Estamos a caçar e a atacar com morte e destruição vindas de cima. As defesas aéreas do Irão foram arrasadas. A base industrial de defesa do Irão, as fábricas, as linhas de produção que alimentam os seus programas de mísseis e drones, estão a ser destruídas na sua grande maioria. Atingimos centenas das suas bases industriais de defesa diretamente.

A sua capacidade de fabricar novos mísseis balísticos foi provavelmente a mais afetada de todas. Os ataques com mísseis balísticos contra as nossas forças diminuíram 90% desde o início do conflito, o mesmo com os drones de ataque unidirecional, pense-se nos drones kamikaze, também diminuíram 90%. Os iranianos ainda vão disparar, sabemos disso, mas disparariam muito mais se pudessem, mas não podem.

O último trabalho que alguém no mundo quer agora é o de líder sénior da Guarda Revolucionária Islâmica (IRGC), ou então ficar em situações de cerco, trabalhos temporários, todos eles. E, parafraseando o almirante Ernest King na Segunda Guerra Mundial, decidimos partilhar o oceano com o Irão. Demos-lhes a parte de baixo; danificámos ou afundámos mais de 120 navios da Marinha iraniana, e as avaliações de danos de batalha ainda estão pendentes para muitos outros.

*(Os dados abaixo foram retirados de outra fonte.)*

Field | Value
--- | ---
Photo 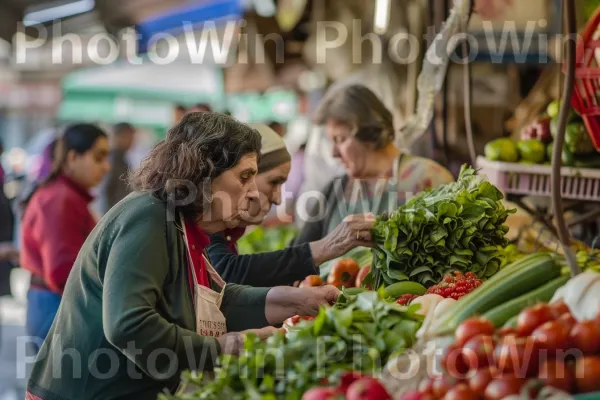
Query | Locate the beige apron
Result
[181,219,227,337]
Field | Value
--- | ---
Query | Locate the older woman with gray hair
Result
[294,84,454,244]
[27,113,339,400]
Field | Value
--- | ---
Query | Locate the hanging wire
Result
[462,0,477,166]
[552,0,581,276]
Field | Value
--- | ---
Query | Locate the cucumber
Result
[483,276,569,328]
[438,254,561,334]
[384,281,427,299]
[502,314,519,329]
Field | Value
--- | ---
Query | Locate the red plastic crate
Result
[571,7,600,150]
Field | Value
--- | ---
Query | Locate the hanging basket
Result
[571,8,600,150]
[477,156,600,202]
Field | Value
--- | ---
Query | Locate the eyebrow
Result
[240,168,258,175]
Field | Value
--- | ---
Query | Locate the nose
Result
[331,144,341,158]
[271,186,281,206]
[247,179,260,200]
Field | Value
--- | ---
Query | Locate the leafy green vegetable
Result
[159,291,423,400]
[368,166,515,288]
[237,225,298,254]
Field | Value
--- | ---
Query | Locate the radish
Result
[402,390,423,400]
[346,378,391,400]
[302,387,339,400]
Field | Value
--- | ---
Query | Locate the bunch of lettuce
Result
[369,166,515,288]
[159,290,424,400]
[237,225,298,254]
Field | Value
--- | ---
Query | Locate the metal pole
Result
[552,0,581,276]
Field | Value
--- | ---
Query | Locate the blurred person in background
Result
[208,124,374,287]
[186,103,212,114]
[0,141,16,296]
[99,122,136,214]
[20,124,110,344]
[268,121,285,137]
[294,84,454,244]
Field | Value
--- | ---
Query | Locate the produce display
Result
[484,101,600,168]
[160,289,424,400]
[403,301,600,400]
[237,225,298,254]
[366,166,513,288]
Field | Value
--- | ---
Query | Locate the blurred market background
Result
[0,0,597,400]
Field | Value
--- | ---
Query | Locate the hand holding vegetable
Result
[310,213,376,265]
[217,326,281,355]
[265,286,340,325]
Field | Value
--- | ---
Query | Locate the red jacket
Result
[21,175,96,294]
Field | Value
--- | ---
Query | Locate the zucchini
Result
[384,281,427,299]
[502,314,519,329]
[438,254,561,333]
[483,275,569,327]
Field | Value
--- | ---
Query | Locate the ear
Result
[65,150,78,165]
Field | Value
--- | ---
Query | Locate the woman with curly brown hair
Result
[28,113,338,400]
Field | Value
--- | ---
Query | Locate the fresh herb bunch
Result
[159,292,423,400]
[368,165,515,288]
[237,225,298,254]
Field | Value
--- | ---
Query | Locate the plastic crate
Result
[477,156,600,201]
[571,7,600,150]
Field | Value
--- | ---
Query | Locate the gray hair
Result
[315,84,395,149]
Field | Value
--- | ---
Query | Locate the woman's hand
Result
[286,285,340,319]
[310,213,375,265]
[265,286,340,325]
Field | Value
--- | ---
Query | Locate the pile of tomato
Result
[427,271,483,300]
[406,302,600,400]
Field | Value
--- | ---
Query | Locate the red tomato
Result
[327,258,360,288]
[538,360,575,393]
[444,383,479,400]
[558,313,577,332]
[575,356,600,393]
[494,336,540,378]
[419,378,433,394]
[346,377,392,400]
[550,300,571,318]
[485,375,525,400]
[432,375,458,398]
[302,388,338,400]
[570,321,600,355]
[462,335,496,371]
[496,326,517,337]
[531,321,570,357]
[299,275,323,287]
[456,318,495,347]
[469,367,498,397]
[338,372,364,395]
[441,344,469,379]
[517,304,556,336]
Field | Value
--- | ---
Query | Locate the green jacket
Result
[27,193,269,400]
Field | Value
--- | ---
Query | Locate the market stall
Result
[149,1,600,400]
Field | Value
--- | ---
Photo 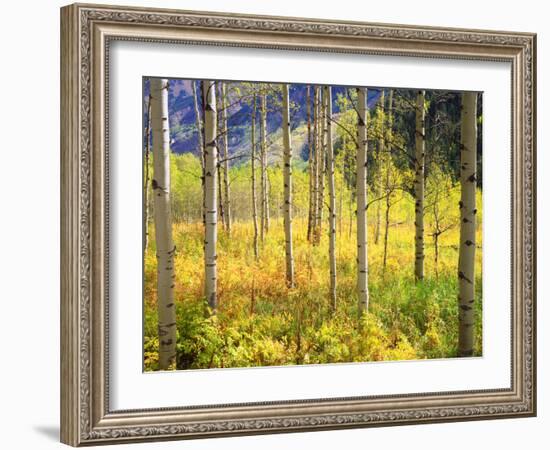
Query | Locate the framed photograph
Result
[61,4,536,446]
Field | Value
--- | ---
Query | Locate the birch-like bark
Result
[151,78,176,370]
[143,94,151,253]
[311,86,320,244]
[260,94,269,242]
[221,81,231,234]
[324,86,336,311]
[282,84,294,288]
[356,88,369,313]
[250,94,258,261]
[306,85,313,242]
[458,92,477,356]
[202,80,218,311]
[382,89,393,274]
[315,91,327,244]
[414,91,426,281]
[191,81,205,229]
[374,90,385,244]
[191,81,204,171]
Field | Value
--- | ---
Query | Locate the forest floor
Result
[144,218,482,371]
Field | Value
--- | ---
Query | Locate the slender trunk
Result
[356,88,369,313]
[221,81,231,234]
[151,78,176,370]
[306,85,313,242]
[324,86,336,311]
[191,81,205,229]
[374,91,385,244]
[414,91,426,281]
[434,232,439,278]
[315,87,327,244]
[260,94,267,242]
[383,89,393,273]
[283,84,294,288]
[458,92,477,356]
[311,86,320,244]
[382,186,391,273]
[202,80,218,311]
[250,94,258,261]
[143,94,151,253]
[216,158,225,228]
[346,144,355,243]
[214,81,226,229]
[191,81,204,172]
[338,156,344,237]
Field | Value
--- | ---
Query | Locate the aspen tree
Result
[458,92,477,356]
[382,89,393,273]
[315,90,327,244]
[324,86,336,311]
[311,86,320,244]
[143,94,151,252]
[151,78,176,370]
[221,81,231,234]
[283,84,294,288]
[250,94,258,260]
[306,85,313,242]
[414,91,426,281]
[260,93,269,242]
[202,80,218,311]
[191,80,204,225]
[374,90,385,244]
[356,88,369,313]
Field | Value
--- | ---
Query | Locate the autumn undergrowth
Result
[144,213,482,371]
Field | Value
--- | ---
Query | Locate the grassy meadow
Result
[144,155,482,371]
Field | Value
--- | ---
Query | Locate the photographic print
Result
[60,4,537,446]
[142,77,483,371]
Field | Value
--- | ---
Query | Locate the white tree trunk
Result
[202,80,218,311]
[283,84,294,288]
[260,94,269,242]
[221,81,231,234]
[311,86,320,244]
[191,81,204,171]
[356,88,369,313]
[315,91,327,244]
[414,91,426,280]
[250,94,258,261]
[196,80,209,229]
[325,86,336,311]
[151,78,176,370]
[306,85,313,242]
[374,91,386,244]
[458,92,477,356]
[143,95,151,253]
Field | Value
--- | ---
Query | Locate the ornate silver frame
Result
[61,4,536,446]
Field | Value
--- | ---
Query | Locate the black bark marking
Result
[458,271,473,284]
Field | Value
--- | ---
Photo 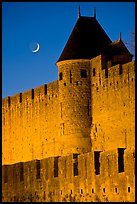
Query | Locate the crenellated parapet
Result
[2,149,135,202]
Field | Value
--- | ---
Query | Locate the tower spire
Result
[78,6,80,18]
[94,7,96,18]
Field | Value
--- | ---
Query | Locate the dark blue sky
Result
[2,2,135,98]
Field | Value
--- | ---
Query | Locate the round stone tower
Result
[57,10,111,155]
[57,60,91,154]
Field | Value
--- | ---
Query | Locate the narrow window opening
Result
[80,69,87,78]
[64,160,67,178]
[60,102,62,118]
[128,187,130,193]
[119,64,123,75]
[44,84,47,95]
[32,89,34,99]
[88,99,90,116]
[54,157,59,177]
[59,72,63,80]
[73,154,78,176]
[20,93,22,103]
[70,70,72,83]
[4,166,8,183]
[118,148,125,173]
[94,151,100,175]
[103,188,106,193]
[36,160,40,179]
[43,191,46,200]
[105,68,108,78]
[8,96,10,107]
[20,162,24,181]
[93,68,96,76]
[85,159,87,178]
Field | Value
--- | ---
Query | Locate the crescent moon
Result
[32,43,40,52]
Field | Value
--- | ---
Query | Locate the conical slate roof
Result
[57,16,112,62]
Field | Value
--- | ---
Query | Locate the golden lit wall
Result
[2,81,59,164]
[91,55,135,151]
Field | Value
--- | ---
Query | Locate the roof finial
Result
[94,7,96,18]
[78,6,80,18]
[120,32,122,40]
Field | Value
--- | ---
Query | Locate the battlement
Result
[2,81,58,108]
[2,149,135,202]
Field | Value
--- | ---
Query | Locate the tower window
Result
[118,148,125,173]
[73,154,78,176]
[36,160,40,179]
[32,89,34,99]
[70,70,72,83]
[80,69,87,78]
[59,72,63,80]
[20,162,24,181]
[44,84,47,95]
[94,151,100,175]
[20,93,22,103]
[54,157,58,177]
[93,68,96,76]
[119,64,123,75]
[4,166,8,183]
[8,96,10,107]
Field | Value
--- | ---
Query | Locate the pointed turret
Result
[57,15,112,62]
[78,6,80,18]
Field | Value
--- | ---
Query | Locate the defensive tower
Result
[57,8,111,155]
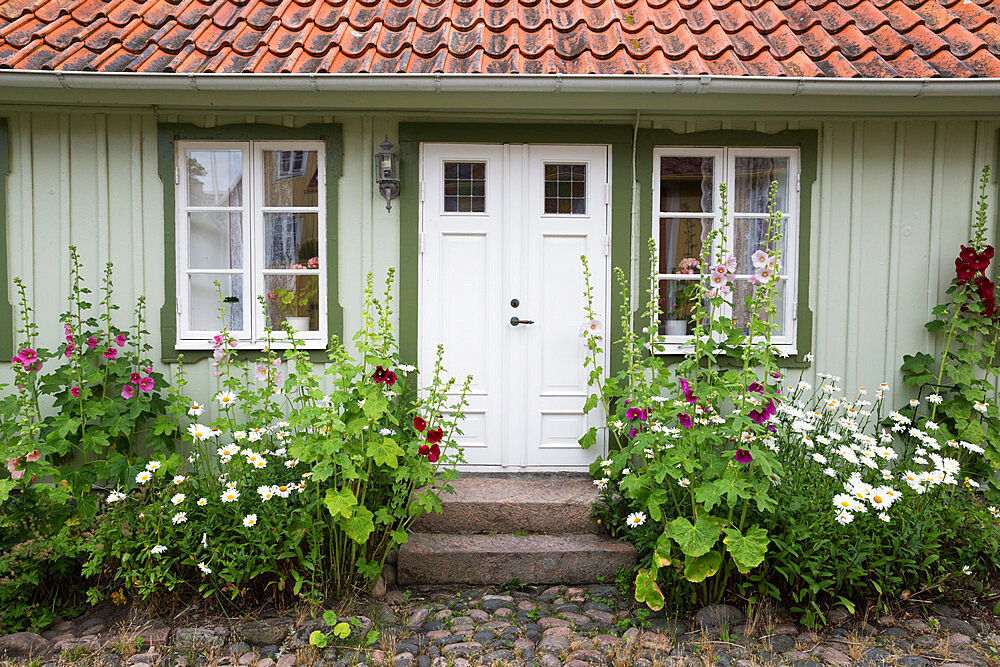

Reparem, muitas vezes, precisamos de esperar alguns dias pela avaliação dos danos de batalha para obter o número real. A sua frota de superfície já não representa uma ameaça. Os submarinos, que antes eram 11, desapareceram. Os seus portos militares estão paralisados. O Irão aterroriza os Estados Unidos e os nossos interesses há 47 anos. As suas principais indústrias, não o aço, a agricultura ou o turismo, são o terrorismo patrocinado pelo Estado, as milícias por procuração, as redes clandestinas, os mísseis balísticos e uma ideologia islâmica messiânica violenta em busca de algum tipo de objetivo apocalíptico.

Um tal regime, que se recusa a abandonar as suas ambições nucleares, não é apenas um problema regional. É uma ameaça direta à América, à liberdade e à civilização. O mundo, o Médio Oriente, os nossos ingratos aliados na Europa, até mesmo sectores da nossa própria imprensa deveriam dizer uma coisa ao presidente Trump: obrigado. Obrigado pela coragem de impedir que este estado terrorista mantenha o mundo refém com mísseis enquanto constrói ou tenta construir uma bomba nuclear. Obrigado por fazer o trabalho do mundo livre.

A cerimónia de ontem recordou-nos porque lutamos, não pela construção de nações ou pela promoção da democracia, mas para esmagar as ameaças diretas à América, aos americanos e aos nossos interesses. Lutámos para vencer e estamos a vencer nos nossos termos, seguindo os nossos objetivos. O meu filho de 13 anos apareceu no meu escritório ontem à noite enquanto eu editava este texto. Perguntou sobre a guerra e as famílias que conheci em Dover. E eu olhei para ele e disse: morreram por ti, filho, para que a tua geração não tenha de lidar com um Irão nuclear.

É a verdade, e morreram mesmo. Às famílias que disseram: "Vamos acabar com isto", vamos. E digo o mesmo a todos os americanos que desejam a paz através da força. Que o Deus Todo-Poderoso continue a abençoar as nossas tropas nesta luta. E, mais uma vez, ao povo americano, por favor, rezem por eles todos os dias, de joelhos, com as suas famílias, nas suas escolas, nas suas igrejas, em nome de Jesus Cristo. Às tropas, continuem firmes e que Deus vos proteja.